Tuesday, April 04, 2006
In addition to DadBloggers (which I have begun contributing to - see post of a few days ago) the following is a list of other multiple dad blogging sites ( I found on the DadBloggers site) where the viewer can read posts from many dads all at one convenient web address:
Monday, April 03, 2006
There is a message thread currently on the Yahoo Group SpermDonors that started after the 60 Minutes DSR segment. The thread's discussion has touched on the obligations of a bio father vs that of the choice to be a dad by the social fathers.

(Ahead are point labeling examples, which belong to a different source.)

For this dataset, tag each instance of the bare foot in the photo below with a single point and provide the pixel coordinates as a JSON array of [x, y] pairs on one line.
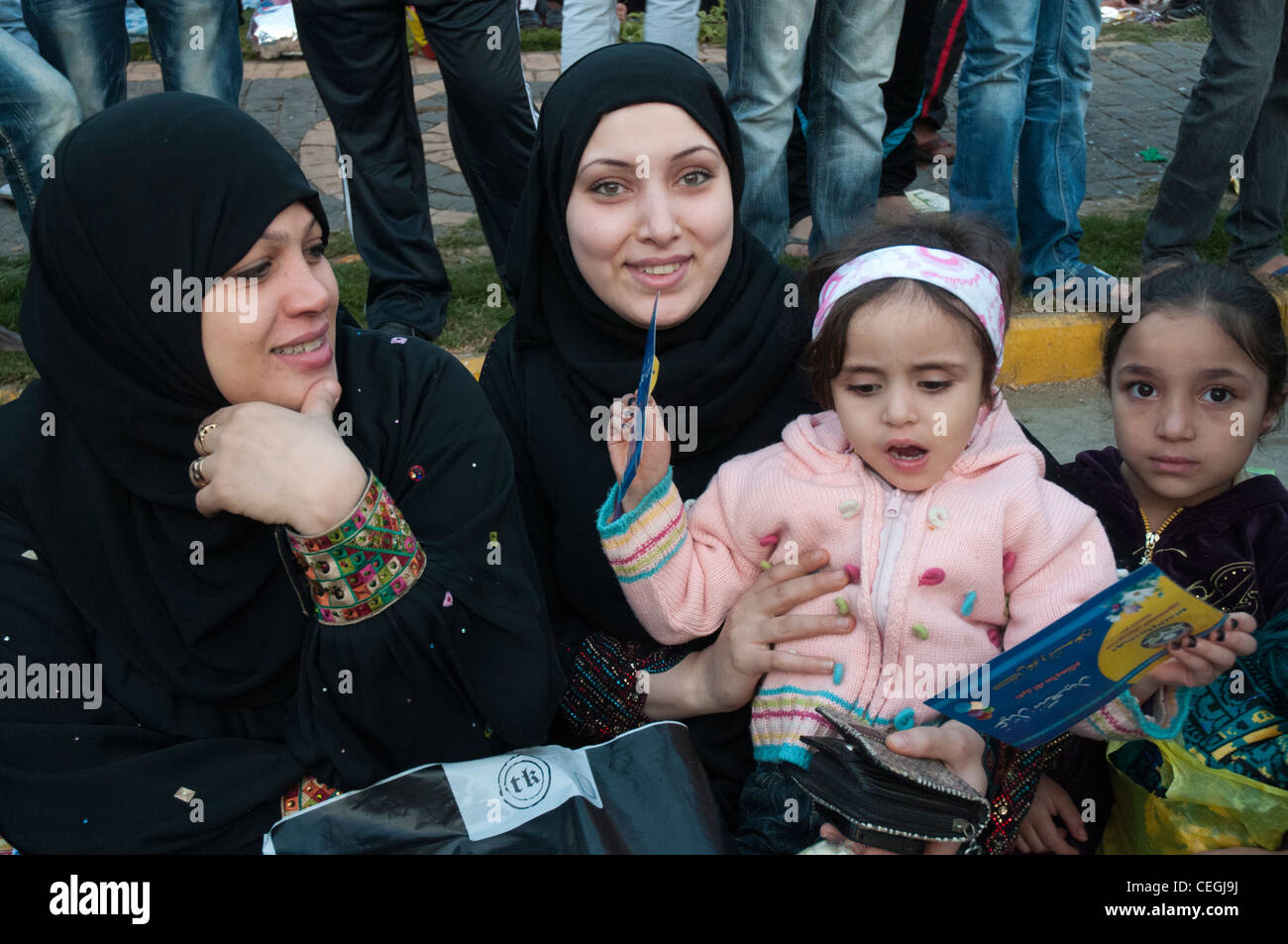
[[896, 209], [799, 246], [1273, 265]]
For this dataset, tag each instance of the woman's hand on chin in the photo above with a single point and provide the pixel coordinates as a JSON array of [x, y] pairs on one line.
[[281, 467]]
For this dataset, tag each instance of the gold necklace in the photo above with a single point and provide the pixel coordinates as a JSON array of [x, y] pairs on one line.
[[1151, 536]]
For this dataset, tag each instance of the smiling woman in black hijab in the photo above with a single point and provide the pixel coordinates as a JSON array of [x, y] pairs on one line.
[[634, 188], [393, 621]]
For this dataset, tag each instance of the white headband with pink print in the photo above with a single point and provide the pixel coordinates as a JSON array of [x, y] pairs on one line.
[[964, 277]]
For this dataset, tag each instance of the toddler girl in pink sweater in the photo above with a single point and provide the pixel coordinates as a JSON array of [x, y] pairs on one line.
[[917, 479]]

As a social father who was there (1) for the choice of donor (actuallly I chose him) , (2) for the inseminations, (3) the entire pregnancy [& all that entails] and (4) for their birth I feel my role is more than a choice. It is a committment to the children, to my wife, to the world and to the donor that I raise these kids [as my own]. My name is on their birth certs which gives me equal custody and decision making capabilities. It also obligates me as much as any bio dad. Except for [their] blood [which matches mine in type] these are my children and I recognize and acknowledge all the resposibilities that go with it. If I had met my wife after she had these kids perhaps it would be more of a social choice. But based on my fact pattern I am their dad [by more than simply choice] as are any other men whose facts match.
As a result I feel all of the obligations of a bio father are mine and nothing less. And yes I acknowledge that if a marriage were to dissolve between a married couple (bio mom, DI dad) that the social dad should be liable for child support as to do otherwise would signify a lack of commitment to the child and a lack of respect for the former spouse.
To recap the point being made in some of the thread responses is simply that social DI dads who choose to enter this method of conception are choosing to love and raise these kids. Yes, I agree but once the choice is made it requires an acknowledgemenmt of a lifetime obligation.